In addition to these princesses, we meet the 7 dwarves, who prefer to be called diminutives, a donkey who poops lamb fetuses to create a new-age breadcrumb trail, sexy zombies, mime monkeys, and a clockwork tortoise and hare. If anything, Fahren’s mind is not short on ideas or imagination. Or craziness, which I personally take as a compliment.

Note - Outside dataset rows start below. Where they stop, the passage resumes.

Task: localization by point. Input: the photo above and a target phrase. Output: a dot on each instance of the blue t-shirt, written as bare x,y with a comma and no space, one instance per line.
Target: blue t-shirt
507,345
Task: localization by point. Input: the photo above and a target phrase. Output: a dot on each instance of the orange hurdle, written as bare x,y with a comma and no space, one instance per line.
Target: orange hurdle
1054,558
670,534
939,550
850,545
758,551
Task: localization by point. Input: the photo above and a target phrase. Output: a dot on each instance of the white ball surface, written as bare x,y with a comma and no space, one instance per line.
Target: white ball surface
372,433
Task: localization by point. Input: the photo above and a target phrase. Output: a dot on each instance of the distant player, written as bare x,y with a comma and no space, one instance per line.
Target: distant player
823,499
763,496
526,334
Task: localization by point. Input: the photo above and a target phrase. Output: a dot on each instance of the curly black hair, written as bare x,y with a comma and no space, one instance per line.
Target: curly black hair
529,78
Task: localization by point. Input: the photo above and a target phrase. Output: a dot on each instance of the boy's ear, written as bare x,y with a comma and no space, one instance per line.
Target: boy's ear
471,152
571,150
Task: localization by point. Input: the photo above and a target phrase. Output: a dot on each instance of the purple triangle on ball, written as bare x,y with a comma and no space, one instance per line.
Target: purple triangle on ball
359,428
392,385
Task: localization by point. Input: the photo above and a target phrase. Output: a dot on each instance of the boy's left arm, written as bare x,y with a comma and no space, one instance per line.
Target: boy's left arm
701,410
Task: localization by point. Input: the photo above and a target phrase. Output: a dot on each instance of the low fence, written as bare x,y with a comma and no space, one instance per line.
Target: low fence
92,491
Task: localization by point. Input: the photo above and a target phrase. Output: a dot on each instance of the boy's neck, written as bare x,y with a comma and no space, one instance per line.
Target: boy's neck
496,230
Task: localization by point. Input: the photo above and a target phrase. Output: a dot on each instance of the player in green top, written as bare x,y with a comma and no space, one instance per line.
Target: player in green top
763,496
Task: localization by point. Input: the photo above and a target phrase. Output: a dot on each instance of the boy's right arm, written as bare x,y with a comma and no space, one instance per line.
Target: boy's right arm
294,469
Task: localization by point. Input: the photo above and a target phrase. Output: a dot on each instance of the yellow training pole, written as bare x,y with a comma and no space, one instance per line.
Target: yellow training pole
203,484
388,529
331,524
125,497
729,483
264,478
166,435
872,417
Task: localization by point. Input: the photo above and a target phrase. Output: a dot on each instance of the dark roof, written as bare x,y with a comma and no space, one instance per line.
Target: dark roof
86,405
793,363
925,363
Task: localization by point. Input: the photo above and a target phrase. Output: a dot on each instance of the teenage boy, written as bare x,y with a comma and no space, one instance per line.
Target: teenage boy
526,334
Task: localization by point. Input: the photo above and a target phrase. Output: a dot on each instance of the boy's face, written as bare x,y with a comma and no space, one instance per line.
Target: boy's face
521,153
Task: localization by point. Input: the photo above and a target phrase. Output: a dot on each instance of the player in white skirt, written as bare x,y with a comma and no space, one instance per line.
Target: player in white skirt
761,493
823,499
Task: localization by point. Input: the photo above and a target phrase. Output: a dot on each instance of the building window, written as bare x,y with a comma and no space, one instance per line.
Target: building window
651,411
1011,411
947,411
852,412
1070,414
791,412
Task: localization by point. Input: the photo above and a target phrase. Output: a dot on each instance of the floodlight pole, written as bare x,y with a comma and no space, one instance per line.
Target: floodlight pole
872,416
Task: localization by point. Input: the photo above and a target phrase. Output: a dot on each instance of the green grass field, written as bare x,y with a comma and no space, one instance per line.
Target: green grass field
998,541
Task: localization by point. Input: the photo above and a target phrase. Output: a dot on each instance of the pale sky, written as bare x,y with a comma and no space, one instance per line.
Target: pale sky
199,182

Fahren has a very interesting writing style, which I found to be original and refreshing. It would be impossible for me to explain just what I mean, so I’m leaving you with one of my favorite quotes from this work. At this point in the narrative, we are getting our first glimpse of the Cannibal Queen, who is most certainly inspired by Snow White’s step-mother (does that poor lady even have a real name!?!) “‘Am I not the most comely in the land?’ She tosses the husk on the mummified pile of other infants, as though she were casting off her rhetorical question like her past meals.” It might be a heavy narrative style, but I like its balls.

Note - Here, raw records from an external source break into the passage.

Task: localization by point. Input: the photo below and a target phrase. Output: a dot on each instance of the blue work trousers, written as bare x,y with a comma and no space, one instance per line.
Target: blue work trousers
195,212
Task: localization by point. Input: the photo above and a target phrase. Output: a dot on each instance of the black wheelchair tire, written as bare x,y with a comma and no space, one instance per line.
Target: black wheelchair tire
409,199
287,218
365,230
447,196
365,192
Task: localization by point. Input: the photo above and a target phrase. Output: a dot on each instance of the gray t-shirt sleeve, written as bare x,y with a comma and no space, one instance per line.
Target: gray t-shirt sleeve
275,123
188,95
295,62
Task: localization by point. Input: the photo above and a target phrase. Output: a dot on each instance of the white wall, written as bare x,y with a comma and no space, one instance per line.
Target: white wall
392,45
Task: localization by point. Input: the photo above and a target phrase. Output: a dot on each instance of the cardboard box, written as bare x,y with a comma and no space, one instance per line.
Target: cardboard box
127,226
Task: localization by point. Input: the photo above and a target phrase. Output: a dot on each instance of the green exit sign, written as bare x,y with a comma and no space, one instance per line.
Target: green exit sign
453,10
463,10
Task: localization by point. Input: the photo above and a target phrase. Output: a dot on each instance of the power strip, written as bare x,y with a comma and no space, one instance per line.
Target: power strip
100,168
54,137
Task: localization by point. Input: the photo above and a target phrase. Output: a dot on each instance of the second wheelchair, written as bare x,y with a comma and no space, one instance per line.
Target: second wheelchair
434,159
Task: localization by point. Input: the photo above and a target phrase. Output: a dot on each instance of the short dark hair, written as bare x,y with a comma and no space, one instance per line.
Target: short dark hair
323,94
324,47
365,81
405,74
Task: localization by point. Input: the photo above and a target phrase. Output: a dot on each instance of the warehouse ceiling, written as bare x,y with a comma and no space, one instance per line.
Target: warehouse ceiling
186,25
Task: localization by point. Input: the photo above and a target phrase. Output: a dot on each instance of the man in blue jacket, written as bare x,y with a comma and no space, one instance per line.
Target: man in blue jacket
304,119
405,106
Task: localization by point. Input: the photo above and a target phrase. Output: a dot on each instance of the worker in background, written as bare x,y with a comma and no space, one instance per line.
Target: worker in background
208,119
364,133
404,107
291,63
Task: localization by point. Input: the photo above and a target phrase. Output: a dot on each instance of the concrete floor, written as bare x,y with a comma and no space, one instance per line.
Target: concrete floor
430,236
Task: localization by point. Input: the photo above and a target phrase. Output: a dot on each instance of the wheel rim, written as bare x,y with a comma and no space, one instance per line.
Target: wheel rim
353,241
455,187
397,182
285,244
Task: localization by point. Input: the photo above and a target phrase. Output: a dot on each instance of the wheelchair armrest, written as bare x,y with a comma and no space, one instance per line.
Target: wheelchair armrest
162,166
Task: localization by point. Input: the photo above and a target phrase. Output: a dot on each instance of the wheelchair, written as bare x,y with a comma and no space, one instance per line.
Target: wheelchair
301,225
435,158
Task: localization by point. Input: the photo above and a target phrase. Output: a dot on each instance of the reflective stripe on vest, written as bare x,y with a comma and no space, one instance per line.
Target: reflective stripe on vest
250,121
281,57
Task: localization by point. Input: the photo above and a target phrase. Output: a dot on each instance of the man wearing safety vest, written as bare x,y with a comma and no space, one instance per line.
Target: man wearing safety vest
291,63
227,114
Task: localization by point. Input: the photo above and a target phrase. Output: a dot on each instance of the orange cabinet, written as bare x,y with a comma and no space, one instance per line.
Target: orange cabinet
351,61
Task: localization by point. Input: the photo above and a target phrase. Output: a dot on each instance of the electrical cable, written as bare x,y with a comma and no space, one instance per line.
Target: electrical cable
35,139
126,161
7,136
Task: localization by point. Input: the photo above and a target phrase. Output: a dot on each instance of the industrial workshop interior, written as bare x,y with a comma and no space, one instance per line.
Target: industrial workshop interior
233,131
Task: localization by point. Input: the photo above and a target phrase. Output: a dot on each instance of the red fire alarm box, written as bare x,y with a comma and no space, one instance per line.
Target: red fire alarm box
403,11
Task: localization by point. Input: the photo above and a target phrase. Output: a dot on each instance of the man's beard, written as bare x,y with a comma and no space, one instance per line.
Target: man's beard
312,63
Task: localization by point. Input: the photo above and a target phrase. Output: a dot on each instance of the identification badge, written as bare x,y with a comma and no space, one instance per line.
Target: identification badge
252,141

Now it’s not a perfect story, there are a lot of points where I get pulled from the tale by elements that seem thrown in for mere shock value, or when Fahren is describing a noise and he just writes onomatopoeias for an entire paragraph, or when the dialogue is so forced and painful. But this is his first novel, and a self-published one at that. Despite these challenges, he still manages to weave a light, enjoyable tale. I was going to say yarn, but I’m not that old yet.

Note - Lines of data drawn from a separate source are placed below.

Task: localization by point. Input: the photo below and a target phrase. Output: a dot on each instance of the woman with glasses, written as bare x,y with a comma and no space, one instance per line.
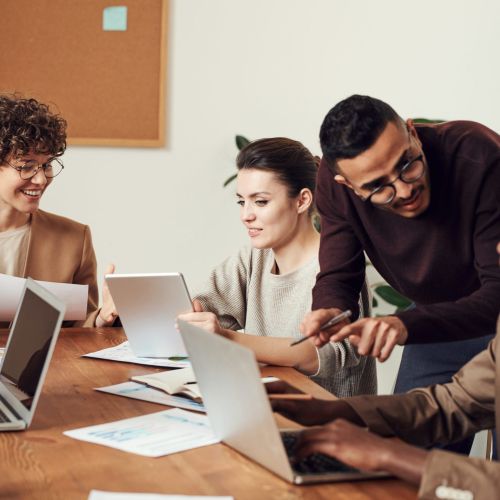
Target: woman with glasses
35,243
265,289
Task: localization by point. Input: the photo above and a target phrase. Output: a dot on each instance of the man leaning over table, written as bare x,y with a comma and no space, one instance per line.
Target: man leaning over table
423,202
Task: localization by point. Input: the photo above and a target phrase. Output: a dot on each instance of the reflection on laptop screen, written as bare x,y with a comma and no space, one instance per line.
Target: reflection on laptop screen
29,343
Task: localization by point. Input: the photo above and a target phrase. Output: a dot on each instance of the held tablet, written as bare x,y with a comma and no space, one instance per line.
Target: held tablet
148,305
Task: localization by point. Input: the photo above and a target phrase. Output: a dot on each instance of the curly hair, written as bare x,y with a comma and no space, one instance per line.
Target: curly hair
27,125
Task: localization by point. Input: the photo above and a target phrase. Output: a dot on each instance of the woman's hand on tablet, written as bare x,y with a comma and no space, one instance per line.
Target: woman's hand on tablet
202,319
108,312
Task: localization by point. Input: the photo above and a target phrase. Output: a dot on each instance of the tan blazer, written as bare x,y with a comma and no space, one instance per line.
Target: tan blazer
61,250
442,414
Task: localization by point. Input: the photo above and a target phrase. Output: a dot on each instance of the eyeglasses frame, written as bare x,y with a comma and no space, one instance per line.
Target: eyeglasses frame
43,167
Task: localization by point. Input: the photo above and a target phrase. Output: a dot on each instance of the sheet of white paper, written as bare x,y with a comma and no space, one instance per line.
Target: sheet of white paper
123,353
135,390
110,495
152,435
74,296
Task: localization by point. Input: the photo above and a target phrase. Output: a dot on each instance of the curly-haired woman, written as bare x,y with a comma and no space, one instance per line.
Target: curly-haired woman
35,243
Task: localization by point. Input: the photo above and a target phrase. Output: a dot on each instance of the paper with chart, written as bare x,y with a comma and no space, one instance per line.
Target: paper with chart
124,354
152,435
74,296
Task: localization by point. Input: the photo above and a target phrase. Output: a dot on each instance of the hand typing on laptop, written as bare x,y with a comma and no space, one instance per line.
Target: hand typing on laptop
338,434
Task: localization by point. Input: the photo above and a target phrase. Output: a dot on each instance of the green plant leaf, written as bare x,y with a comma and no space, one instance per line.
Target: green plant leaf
229,180
241,141
392,296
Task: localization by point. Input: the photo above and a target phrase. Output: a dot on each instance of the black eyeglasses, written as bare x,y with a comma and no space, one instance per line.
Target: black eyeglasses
410,172
28,170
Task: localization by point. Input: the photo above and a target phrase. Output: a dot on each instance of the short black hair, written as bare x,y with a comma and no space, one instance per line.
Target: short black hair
353,125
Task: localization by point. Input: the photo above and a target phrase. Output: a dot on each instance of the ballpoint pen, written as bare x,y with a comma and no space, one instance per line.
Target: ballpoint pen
332,321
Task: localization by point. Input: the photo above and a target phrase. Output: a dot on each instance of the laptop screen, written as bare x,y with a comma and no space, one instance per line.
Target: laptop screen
28,347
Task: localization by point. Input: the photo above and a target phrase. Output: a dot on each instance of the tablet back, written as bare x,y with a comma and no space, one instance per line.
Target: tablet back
148,305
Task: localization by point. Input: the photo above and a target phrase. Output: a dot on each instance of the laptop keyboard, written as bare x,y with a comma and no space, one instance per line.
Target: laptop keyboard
316,463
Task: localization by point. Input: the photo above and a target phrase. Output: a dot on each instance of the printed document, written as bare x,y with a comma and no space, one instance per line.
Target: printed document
135,390
124,354
110,495
74,296
152,435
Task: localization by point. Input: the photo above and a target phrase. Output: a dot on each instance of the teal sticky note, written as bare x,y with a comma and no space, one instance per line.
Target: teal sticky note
114,18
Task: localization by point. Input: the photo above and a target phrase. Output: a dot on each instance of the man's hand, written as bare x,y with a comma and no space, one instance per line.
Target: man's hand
374,336
357,447
312,322
108,312
202,319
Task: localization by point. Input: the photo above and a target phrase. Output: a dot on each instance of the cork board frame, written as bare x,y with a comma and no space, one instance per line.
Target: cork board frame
108,85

-Interesting concept which brings in well known fairy tales
-Nice way to pass a couple of hours, my read made an unbearable train ride very bearable
-Lots of fun, off the wall ideas
-Affordable and easy to purchase ($0.99 hells yes!)
-An overuse of onomatopoeia can be distracting and take you out of the narrative
-Dialogue needs a little more work (reads as spontaneous and forced), but will improve with time
-Sometimes things get too weird, depending on who you are this could also go in the good column
As a side note, I wanted to talk about how awesomely affordable a good deal of Kindle Books are. Just the other day I got The Hangman’s Daughter for $0.99! $0.99! Of course it was only on sale for the day, but STILL. How do I track these magical sales so I can buy eBooks on the cheap?